October live cattle futures fell 3 cents, the maximum daily moved allowed by the exchange, to $1.1625 a pound, the lowest settlement since Sept. 1. Lean hog futures for October delivery fell 0.925 cent to 88.35 cents a pound. Hog futures are still up 1.1 percent this week and reached a five-week high at 89.825 cents on Sept. 21.
Since the end of August, the euro has lost about 6 percent of its value against the dollar, trading around $1.35 Sept. 22.
While grain and livestock prices remain historically high even with the recent slump, September has continued to bring increasingly troubling developments for U.S. agricultural producers and the global economy in general.

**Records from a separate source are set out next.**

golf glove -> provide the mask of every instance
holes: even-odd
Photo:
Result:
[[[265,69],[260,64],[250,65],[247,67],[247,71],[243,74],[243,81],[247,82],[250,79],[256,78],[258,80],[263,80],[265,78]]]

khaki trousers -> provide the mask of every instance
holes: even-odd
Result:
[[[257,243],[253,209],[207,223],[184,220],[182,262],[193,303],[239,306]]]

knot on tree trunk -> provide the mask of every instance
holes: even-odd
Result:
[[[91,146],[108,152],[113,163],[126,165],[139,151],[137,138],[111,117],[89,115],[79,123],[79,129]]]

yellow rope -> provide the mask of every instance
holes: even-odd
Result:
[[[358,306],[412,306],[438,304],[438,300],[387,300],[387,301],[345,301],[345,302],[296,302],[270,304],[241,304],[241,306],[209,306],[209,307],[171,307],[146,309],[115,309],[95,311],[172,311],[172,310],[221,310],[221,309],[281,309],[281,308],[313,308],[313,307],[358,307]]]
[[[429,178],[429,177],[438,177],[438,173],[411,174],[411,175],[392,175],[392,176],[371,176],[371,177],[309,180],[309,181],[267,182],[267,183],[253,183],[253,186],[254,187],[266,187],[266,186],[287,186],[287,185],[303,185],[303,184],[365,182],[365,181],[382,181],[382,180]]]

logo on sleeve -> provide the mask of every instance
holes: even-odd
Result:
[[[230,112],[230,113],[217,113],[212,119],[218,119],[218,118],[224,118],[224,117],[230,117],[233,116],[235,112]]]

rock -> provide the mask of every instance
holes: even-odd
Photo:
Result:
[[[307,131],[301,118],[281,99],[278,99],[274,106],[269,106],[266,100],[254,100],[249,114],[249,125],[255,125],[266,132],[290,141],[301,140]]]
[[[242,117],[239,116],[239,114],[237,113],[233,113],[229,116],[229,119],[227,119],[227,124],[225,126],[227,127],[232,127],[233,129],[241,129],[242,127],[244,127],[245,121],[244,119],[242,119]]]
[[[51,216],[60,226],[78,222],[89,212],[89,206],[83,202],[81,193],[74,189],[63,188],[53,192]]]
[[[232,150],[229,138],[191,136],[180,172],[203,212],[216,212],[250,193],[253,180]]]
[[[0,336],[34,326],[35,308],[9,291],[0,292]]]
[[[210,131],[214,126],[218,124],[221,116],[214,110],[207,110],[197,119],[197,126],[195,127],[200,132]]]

On Sept. 21, the Federal Reserve said the U.S. economy faces “significant downside risks” as the central bank announced a plan to buy long-term bonds in an effort to stimulate growth, according to news reports.
“The greater focus is on broad global demand, given the downturn in global growth expectations,” BB&T Capital Markets analyst Heather Jones said in a Sept. 22 report.
Van, the CME options broker, said the corn market’s downside is probably limited because adverse weather curbed this year’s harvest prospects, keeping grains supplies tight amid strong demand from the ethanol industry.
In a Sept. 12 report, the U.S. Department of Agriculture cut its estimate for the corn crop by 3.2 percent, to 12.5 billion bushels, and projected average nationwide yields at a six-year low, citing extreme heat over the summer.
“Yields haven’t gotten significantly better,” Van said, referring to the U.S. corn crop. “I don’t see this going (down) much further, because this crop is not that good, unless demand totally disintegrates.”